At the end of 2012 the New York Times published a great article highlighting one of the risks of neuroscience getting into the wrong hands. The writer talks about people who misrepresent the brain and neurochemicals. It is said that ‘today’s pop neuroscience, coarsened for mass audiences, is under a much larger attack.’
She raises some interesting points. Neuroscience is fascinating to people. Most of us love to learn about how our brains work. Communicating complex brain science to a lay audience often does result in gross simplification…but does this sometimes go to far? On occasion are things simplified to the point of being plain wrong?
Researchers published an article in the journal Neuron, which stated that ‘logically irrelevant neuroscience information imbues an argument with authoritative, scientific credibility.’ This was their conclusion after analysis of nearly 3000 neuroscientific articles in the British press over a ten-year period. Another study showed that when information is presented with a picture of a brain scan beside it people are more likely to rate the information as credible. (Even if the brain scan has nothing to do with the information!). These realisations do give us cause to be concerned.
Does this mean we should stop talking about neuroscience? Absolutely not. A neuroscientist I really admire is called Paul Zak. He questioned whether scientists should be talking more to the press. I think they should. Paul is great at helping the public understand his research. Although his ability to communicate to a lay audience is quite exceptional many scientists are very open to helping get their research out to a wider audience.

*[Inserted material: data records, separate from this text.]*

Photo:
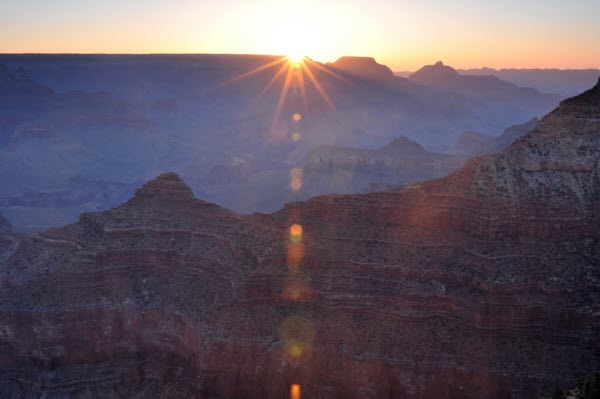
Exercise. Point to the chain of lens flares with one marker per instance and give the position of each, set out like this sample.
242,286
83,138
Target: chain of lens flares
297,332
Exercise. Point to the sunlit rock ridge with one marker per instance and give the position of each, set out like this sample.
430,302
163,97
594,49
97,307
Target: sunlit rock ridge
480,284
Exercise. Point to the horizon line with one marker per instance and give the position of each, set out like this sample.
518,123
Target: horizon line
396,70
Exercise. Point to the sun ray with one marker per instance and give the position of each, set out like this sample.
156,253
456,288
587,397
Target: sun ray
334,74
273,80
318,87
254,71
282,96
302,88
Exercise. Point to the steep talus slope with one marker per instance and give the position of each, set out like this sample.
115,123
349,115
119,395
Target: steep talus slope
480,284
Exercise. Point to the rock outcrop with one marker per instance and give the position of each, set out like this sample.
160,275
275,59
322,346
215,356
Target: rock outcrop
399,163
363,66
475,143
489,87
480,284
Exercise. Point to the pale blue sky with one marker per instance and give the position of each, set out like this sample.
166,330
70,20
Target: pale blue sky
402,34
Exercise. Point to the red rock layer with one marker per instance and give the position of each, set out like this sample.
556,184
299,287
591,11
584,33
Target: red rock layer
481,284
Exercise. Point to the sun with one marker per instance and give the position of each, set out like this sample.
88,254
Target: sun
296,57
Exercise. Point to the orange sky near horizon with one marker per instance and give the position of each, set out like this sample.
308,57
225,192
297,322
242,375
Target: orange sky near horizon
402,35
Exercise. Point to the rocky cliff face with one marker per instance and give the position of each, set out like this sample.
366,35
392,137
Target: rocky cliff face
480,284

When I contacted people to ask if I could interview them for my book I was astounded at how willing these busy scientists were to give up their time to talk to me. The people who are trying to bridge the gap between neuroscience and other fields (for me it’s business) are trying to do a good thing. There is a huge amount of valuable research coming from the field that can help people. Is the translation always spot on? Maybe not…but that doesn’t mean we should stop trying!